Using Machine Induction for Developing Trading Rules

By: Murray Ruggiero

The following is an excerpt from Murray Ruggiero's Cybernetic Trading Strategies

Machine induction methods extract rules from data.  The classic use of machine induction is to develop sets of rules that classify a target output based on input variables.  We can use machine induction methods to develop trading strategies by developing rules that predict the output class of a target.  For example, we can predict whether the market will be higher or lower five days from now.  When developing rules using a machine induction method such as C4.5 or rough sets, which are based on supervised learning, the process is very similar to the one used for a neural network.  Our first step is to select the target we want to predict.  Next, we need to develop preprocessing that is predictive of that target.  The main difference between developing a machine induction application and one using neural networks is that both the inputs and outputs must be made into discrete variables.

When developing our output classes, we use human expertise to either select a discrete set of outputs or convert a continuous output into a series of discrete values.  One very simple but useful method is to use the sign of a standard continuous output class like a five-day percentage change – for example, negative output = -1 and positive output = +1.  When using more complex output classes, we should limit the number of classes to less than 1 class per 500 training cases.

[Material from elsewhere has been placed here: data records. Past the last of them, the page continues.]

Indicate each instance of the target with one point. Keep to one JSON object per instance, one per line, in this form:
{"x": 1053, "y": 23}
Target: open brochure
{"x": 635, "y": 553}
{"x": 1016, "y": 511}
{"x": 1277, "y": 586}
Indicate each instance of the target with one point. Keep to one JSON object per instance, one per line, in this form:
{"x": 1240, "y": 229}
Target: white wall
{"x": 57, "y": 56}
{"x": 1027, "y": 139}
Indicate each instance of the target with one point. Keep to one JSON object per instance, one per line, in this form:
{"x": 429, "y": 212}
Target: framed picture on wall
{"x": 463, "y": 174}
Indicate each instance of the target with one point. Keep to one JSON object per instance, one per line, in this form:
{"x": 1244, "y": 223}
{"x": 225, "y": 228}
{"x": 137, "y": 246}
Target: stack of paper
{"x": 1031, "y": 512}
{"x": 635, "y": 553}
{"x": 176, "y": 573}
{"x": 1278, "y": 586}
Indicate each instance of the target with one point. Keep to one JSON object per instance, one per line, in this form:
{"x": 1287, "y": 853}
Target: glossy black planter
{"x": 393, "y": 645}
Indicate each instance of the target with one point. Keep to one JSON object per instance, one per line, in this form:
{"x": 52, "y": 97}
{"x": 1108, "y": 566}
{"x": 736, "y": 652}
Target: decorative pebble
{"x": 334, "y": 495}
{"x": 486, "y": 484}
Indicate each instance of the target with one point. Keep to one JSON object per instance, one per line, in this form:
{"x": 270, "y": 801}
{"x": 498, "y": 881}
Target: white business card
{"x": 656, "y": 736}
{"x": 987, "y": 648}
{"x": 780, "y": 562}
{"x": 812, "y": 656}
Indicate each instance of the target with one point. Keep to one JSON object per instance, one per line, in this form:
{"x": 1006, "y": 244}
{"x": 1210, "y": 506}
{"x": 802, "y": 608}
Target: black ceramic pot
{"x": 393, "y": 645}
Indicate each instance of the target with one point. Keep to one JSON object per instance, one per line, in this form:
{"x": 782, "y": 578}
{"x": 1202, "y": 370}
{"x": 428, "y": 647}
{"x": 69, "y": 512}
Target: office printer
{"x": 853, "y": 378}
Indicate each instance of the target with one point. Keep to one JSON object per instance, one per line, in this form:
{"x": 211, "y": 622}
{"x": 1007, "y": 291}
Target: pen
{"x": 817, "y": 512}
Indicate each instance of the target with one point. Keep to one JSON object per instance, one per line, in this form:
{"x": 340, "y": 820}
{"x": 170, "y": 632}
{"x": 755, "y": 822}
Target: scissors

Let’s now discuss how we can use a human expert to develop discrete values for our input variables.  A human expert might set the number of classes and their levels, or just the number of classes.  We can then use statistical analysis or machine learning methods to find the correct levels.  As an example, if we were using Slow K as an input, we could break it into three classes: (1) overbought, (2) neutral, and (3) oversold.  We could set the level based on domain expertise.  Normally, in this case, we would use 30 and 70.  We could also use various statistical and machine learning methods to find these levels.  For example, when analyzing the T-Bond market, I found that the critical levels for Slow K are 30 and 62.  These are close to our standard values, and if we were to collect these statistics across multiple markets, they would probably be even closer to the standard levels, but we can fine-turn performance in a given market using these analytical methods.

One problem with using automatic methods for generating classes is that sometimes the classes will cover a very small range of values and be based on a statistical artifact without any cause-and-effect relationship.  For example, if we have 10 cases when stochastics were between 51 and 53, and all 10 times the market rose, our statistical methods might develop an input class with a range between 51 and 53.  A human expert would know that this is just curve fitting and would not use such a class.  Machine generated classes are usually good, but they should be filtered with the expertise of a human trader.

After developing our input and output classes, we need to divide our data into the development, testing, and out-of-sample sets.  We then apply the machine learning method of data.  If we are using C4.5 or another decision-tree type method, we can develop these trees and then prune their leaves in order to develop the best rules with the fewest terms.  These rules then need to be tested further.  If we are using rough sets, which are currently available only as DataLogic/R from Reduct Systems, we need to assign a roughness level and a precision to our model.  The roughness level controls the complexity of the rules, and the precision determines the accuracy of the rules in identifying the output classes.  If we use a high level of roughness, such as .90, we will develop very simple rules with few terms, and these should generalize well.  This removes the step of pruning that is normal when developing rules based on a commercial decision-tree type product.

After we have developed our rules, we will select the best candidates for trading.  When we have finished this selection process, we need to develop a trading strategy.  For example, if we are predicting whether a market will be higher or lower five days from now, we must decide how we are going to exit the trade.  We can use any number of classic exit methods, or we can just hold our position for the look-ahead period of the target.  We must be careful not to write our exits so that we exit and reenter in the same direction and at the same price on the same day.  This would happen, for example, if we exited on the next open after being in a trade for five days, and our rule for entering the market also generated our exit.  We also must realize that when we predict a classic target like percentage change and use it as a part of a trading strategy, the number of trades will be much less than the number of supporting cases for the rules, because a rule will often be true for several days in a row.